The study was internally funded. The authors reported no conflicts of interest.

WASHINGTON – A diagnosis of Barrett’s esophagus “indefinite for dysplasia” doesn’t mean that the patient is home free; it may, in fact, be an indicator of increased risk for progression to high-grade dysplasia or esophageal adenocarcinoma, investigators suggest.

Among 87 patients who had follow-up endoscopies and biopsies within a year of a diagnosis of Barrett’s indefinite for dysplasia (IND), 7 had progression of disease, including 5 who developed high-grade dysplasia or adenocarcinoma, and 2 who developed low-grade disease.

Neil Osterweil/Frontline Medical Media

Of these seven patients, four had disease progression with 6 months of a diagnosis of Barrett’s IND, Dr, Michelle Ma reported at the annual Digestive Disease Week.

“Indefinite for dysplasia is an important diagnostic category that is associated with an increased risk for prevalent dysplasia, particularly within the first 6 months after diagnosis. After 12 months, the risk for progressing to advanced neoplasia is low, and similar to other studies,” said Dr. Ma of the University of Pennsylvania, Philadelphia.

Although there is fairly strong evidence to guide the management of patients with low-grade and high-grade dysplasia, it’s less clear whether Barrett’s IND is risk marker for progression. Dr.
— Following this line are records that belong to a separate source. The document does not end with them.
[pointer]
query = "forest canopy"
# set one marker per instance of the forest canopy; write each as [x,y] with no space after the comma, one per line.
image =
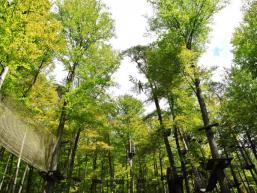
[76,136]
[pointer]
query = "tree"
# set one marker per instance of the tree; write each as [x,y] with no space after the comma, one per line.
[85,24]
[244,40]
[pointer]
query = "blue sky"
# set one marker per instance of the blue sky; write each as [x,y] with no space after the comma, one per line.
[131,29]
[130,18]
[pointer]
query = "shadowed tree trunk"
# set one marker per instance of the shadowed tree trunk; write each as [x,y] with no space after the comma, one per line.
[181,156]
[72,159]
[210,135]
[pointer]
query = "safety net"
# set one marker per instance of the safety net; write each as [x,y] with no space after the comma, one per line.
[23,139]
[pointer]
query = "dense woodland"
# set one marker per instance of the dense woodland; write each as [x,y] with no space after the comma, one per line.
[201,137]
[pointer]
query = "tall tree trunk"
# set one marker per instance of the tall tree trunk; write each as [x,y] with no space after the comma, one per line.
[72,160]
[3,75]
[94,184]
[29,180]
[181,156]
[34,80]
[111,170]
[210,135]
[2,150]
[131,186]
[6,170]
[23,179]
[49,183]
[252,144]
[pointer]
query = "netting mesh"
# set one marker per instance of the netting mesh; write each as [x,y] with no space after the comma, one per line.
[21,138]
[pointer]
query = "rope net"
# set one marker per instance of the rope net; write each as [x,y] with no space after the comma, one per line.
[35,146]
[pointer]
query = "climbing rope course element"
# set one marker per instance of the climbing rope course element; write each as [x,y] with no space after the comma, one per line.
[29,143]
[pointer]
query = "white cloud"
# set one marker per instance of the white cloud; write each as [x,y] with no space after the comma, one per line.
[220,37]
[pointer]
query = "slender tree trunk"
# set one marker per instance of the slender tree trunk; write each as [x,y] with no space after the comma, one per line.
[2,150]
[93,184]
[3,75]
[210,136]
[131,187]
[72,160]
[23,179]
[181,156]
[49,183]
[111,170]
[29,180]
[253,146]
[6,171]
[34,80]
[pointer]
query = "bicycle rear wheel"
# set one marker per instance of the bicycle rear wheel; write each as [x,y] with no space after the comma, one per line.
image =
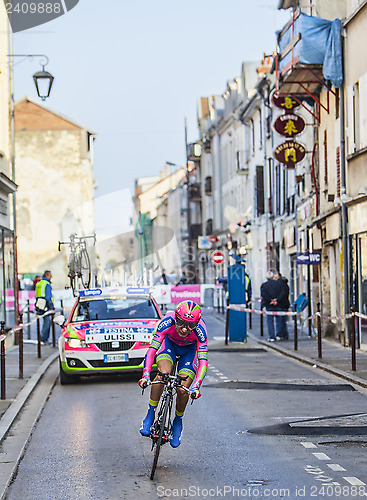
[160,437]
[72,274]
[84,269]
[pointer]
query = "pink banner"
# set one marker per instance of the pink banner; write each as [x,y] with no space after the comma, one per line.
[185,292]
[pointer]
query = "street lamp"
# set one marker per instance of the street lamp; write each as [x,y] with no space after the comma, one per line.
[43,80]
[39,78]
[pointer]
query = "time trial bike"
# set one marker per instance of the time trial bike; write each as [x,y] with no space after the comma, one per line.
[79,263]
[161,431]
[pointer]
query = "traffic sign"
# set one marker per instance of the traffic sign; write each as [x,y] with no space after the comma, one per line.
[213,239]
[307,258]
[217,257]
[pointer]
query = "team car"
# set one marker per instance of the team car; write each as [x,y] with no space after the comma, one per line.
[108,330]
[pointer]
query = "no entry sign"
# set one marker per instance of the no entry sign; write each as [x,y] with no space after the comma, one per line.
[217,257]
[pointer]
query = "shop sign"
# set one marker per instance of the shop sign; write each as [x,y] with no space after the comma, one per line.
[217,257]
[290,153]
[204,243]
[286,103]
[305,213]
[308,258]
[289,124]
[213,239]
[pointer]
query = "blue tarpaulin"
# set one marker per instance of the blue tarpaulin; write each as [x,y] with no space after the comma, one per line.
[320,43]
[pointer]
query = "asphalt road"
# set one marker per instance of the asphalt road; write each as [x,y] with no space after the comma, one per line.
[259,431]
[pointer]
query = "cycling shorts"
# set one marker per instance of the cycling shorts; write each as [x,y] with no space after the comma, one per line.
[187,364]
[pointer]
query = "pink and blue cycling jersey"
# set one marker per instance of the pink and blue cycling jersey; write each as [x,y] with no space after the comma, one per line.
[195,342]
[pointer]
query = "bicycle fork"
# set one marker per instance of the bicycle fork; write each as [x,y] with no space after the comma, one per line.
[158,423]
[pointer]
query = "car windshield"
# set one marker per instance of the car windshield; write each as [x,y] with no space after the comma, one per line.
[115,308]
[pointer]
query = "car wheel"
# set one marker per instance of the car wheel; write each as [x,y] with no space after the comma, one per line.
[67,379]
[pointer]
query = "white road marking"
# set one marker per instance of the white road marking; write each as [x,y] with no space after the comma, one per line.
[354,481]
[308,445]
[321,456]
[335,467]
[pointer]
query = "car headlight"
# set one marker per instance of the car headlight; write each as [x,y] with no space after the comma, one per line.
[75,343]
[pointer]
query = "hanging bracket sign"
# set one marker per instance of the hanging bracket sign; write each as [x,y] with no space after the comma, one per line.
[290,153]
[289,124]
[286,103]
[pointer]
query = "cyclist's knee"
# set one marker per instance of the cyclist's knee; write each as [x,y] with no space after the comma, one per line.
[181,392]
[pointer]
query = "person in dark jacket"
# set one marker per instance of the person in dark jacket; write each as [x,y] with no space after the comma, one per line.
[284,306]
[44,291]
[272,294]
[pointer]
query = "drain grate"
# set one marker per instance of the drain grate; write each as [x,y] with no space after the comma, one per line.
[244,350]
[349,444]
[338,425]
[256,482]
[271,386]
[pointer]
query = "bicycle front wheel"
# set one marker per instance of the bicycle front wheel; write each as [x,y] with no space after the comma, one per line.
[160,437]
[72,274]
[84,270]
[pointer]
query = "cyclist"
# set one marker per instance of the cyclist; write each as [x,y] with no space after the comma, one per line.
[181,333]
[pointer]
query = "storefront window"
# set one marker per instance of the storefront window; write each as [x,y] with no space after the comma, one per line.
[8,275]
[2,289]
[360,283]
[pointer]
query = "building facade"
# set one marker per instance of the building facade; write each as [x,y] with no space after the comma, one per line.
[54,172]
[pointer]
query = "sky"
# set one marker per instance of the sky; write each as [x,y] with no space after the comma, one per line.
[132,72]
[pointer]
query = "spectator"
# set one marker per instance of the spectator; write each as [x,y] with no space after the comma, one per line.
[44,303]
[183,279]
[248,289]
[284,306]
[36,280]
[272,294]
[164,280]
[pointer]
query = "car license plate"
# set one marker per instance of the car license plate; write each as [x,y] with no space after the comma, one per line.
[113,358]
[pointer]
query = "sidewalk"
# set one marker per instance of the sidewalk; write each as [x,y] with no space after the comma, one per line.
[336,359]
[18,390]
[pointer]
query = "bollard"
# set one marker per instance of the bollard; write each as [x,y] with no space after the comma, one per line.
[227,326]
[38,338]
[319,340]
[353,340]
[28,320]
[261,323]
[21,351]
[295,330]
[2,361]
[53,331]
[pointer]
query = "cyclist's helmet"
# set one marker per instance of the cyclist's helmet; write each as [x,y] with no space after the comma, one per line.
[188,314]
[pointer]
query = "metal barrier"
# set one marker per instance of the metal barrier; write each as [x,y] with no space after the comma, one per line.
[296,314]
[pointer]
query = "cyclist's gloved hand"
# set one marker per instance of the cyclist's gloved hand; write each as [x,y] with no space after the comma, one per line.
[195,393]
[144,382]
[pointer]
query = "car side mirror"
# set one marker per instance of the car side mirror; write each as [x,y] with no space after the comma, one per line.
[59,320]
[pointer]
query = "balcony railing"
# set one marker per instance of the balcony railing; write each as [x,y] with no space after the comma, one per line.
[208,185]
[195,191]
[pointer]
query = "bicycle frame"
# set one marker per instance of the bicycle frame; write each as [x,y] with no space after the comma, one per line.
[78,253]
[162,425]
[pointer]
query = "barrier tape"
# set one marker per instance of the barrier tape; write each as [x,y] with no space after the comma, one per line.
[22,325]
[244,308]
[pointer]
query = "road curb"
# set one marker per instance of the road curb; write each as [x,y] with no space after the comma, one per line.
[314,363]
[14,409]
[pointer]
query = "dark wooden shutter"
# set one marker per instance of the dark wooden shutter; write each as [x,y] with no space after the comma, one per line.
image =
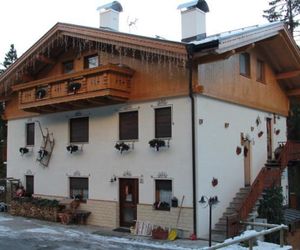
[29,185]
[163,123]
[128,125]
[79,183]
[30,134]
[79,129]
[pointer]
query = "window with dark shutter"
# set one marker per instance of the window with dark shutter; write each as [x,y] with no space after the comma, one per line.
[163,123]
[245,64]
[30,134]
[79,188]
[79,130]
[128,126]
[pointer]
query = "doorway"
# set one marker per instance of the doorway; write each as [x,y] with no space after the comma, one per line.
[269,138]
[247,163]
[128,197]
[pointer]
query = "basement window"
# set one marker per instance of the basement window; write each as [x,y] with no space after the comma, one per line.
[163,122]
[128,125]
[163,194]
[30,134]
[245,64]
[79,130]
[79,188]
[91,62]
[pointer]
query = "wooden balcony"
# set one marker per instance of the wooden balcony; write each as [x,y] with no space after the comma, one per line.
[104,85]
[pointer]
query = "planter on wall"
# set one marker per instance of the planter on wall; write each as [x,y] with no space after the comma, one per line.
[72,148]
[157,144]
[23,150]
[121,146]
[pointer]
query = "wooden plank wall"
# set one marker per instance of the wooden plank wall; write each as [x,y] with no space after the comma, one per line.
[222,80]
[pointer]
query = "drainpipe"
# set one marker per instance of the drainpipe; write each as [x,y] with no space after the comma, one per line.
[190,50]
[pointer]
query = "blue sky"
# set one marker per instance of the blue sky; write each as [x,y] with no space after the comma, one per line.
[24,22]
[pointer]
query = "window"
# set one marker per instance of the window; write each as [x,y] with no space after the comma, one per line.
[30,134]
[79,129]
[91,62]
[68,67]
[79,188]
[29,185]
[128,126]
[260,71]
[163,123]
[163,194]
[245,64]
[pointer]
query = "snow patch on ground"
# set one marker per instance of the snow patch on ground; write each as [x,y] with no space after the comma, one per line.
[2,219]
[43,230]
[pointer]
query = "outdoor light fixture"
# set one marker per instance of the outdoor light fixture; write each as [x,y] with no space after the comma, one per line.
[209,201]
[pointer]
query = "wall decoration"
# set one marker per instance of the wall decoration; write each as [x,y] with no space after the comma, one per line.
[122,146]
[260,134]
[214,182]
[158,143]
[162,175]
[127,173]
[258,121]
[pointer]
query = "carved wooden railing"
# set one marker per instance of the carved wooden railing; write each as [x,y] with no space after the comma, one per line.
[105,81]
[265,179]
[268,176]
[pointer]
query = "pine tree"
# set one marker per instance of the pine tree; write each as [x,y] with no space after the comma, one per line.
[10,58]
[287,11]
[271,208]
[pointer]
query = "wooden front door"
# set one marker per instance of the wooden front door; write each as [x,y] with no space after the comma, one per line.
[269,138]
[128,201]
[247,162]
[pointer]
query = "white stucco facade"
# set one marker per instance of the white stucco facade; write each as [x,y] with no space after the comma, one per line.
[216,150]
[99,160]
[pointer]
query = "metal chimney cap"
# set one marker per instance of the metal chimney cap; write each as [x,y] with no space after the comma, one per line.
[115,5]
[200,4]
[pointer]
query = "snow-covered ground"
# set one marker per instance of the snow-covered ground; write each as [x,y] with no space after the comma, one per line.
[26,234]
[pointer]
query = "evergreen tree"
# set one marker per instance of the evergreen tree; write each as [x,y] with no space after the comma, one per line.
[271,208]
[10,58]
[287,11]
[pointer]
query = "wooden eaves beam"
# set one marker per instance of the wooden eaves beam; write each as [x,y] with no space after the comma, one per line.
[288,74]
[293,92]
[44,59]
Ma said, citing a somewhat fuzzy definition of the term: “Epithelial abnormalities insufficient to diagnose dysplasia, or epithelial abnormalities unclear due to inflammation or sampling.”

Uncertainty about the natural history of IND is reflected in practice guidelines, which either don’t address it, call for repeat endoscopy in 6 months, or call for an expert gastrointestinal pathology review with repeat endoscopy to clarify dysplasia status if the evidence is of low quality, Dr. Ma said.

To determine the rate of, and risk factors for, neoplastic progression of IND, the authors took a retrospective look at patients in their center’s pathology database and Barrett’s esophagus register with a histopathologic diagnosis of IND from 2000 through 2014. They excluded patients with frank dysplasia or carcinoma on diagnosis, and those who did not have follow-up endoscopies.

The investigatoes factored demographic variables into their analysis, including age, gender, body-mass index, smoking history, use of proton-pump inhibitors (PPI), nonsteroidal anti-inflammatory drugs, and family history of Barrett’s or esophageal adenocarcinoma. They also considered endoscopic/pathologic characteristics such as hiatal hernia size, Barrett’s segment length, muscosal nodularity, and multifocal IND.

A total of 106 patients with IND were eligible for the analysis, 87 of whom had follow-up endoscopy and biopsy within a year of diagnosis. As noted before, 7 of these patients had prevalent disease, with prevalence rates of 2.3% for low-grade dysplasia, 4.6% for high-grade dysplasia, and 1.1% for esophageal adenocarcinoma.

To determine the incidence of dysplasia, the authors first excluded the 7 patients with prevealent dysplasia and 33 patients who did not have a surveillance endoscopy in the first year following a diagnosis of IND, leaving 66 patients for analysis. Of this group, 3 developed incident dysplasia or adenocarcinoma, yielding an incidence of 4.5% over a median of 32 months of follow-up.

An analysis of risk factors for prevalent dysplasia showed that none of the variables was significant, although Barrett’s segment length approached statistical significance. Looking at risk factors for incident dysplasia, both smoking status (P = .0207) and segment length (P = .0253) were significant predictors.

A pathologist who was not involved in the study pointed out that a diagnosis of IND can mean many things to many people.

“Indefinite for dysplasia is really not an entity, it’s about 5,000 things that we choose to put into that category. It’s a horribly non-reproducible diagnosis,” commented Dr. Henry D. Appelman, a professor of anatomic pathology at the University of Michigan in Ann Arbor, during a aquestion-and-answer period.

He questioned whether the diagnoses of IND were subject to review at her center.

Dr. Ma noted that Barrett’s specimens at her institution are routinely reviewed by pathologists specializing in Barrett’s, who will also review slides of patients referred to the center from other institutions.

The study was internally funded. The authors reported no conflicts of interest.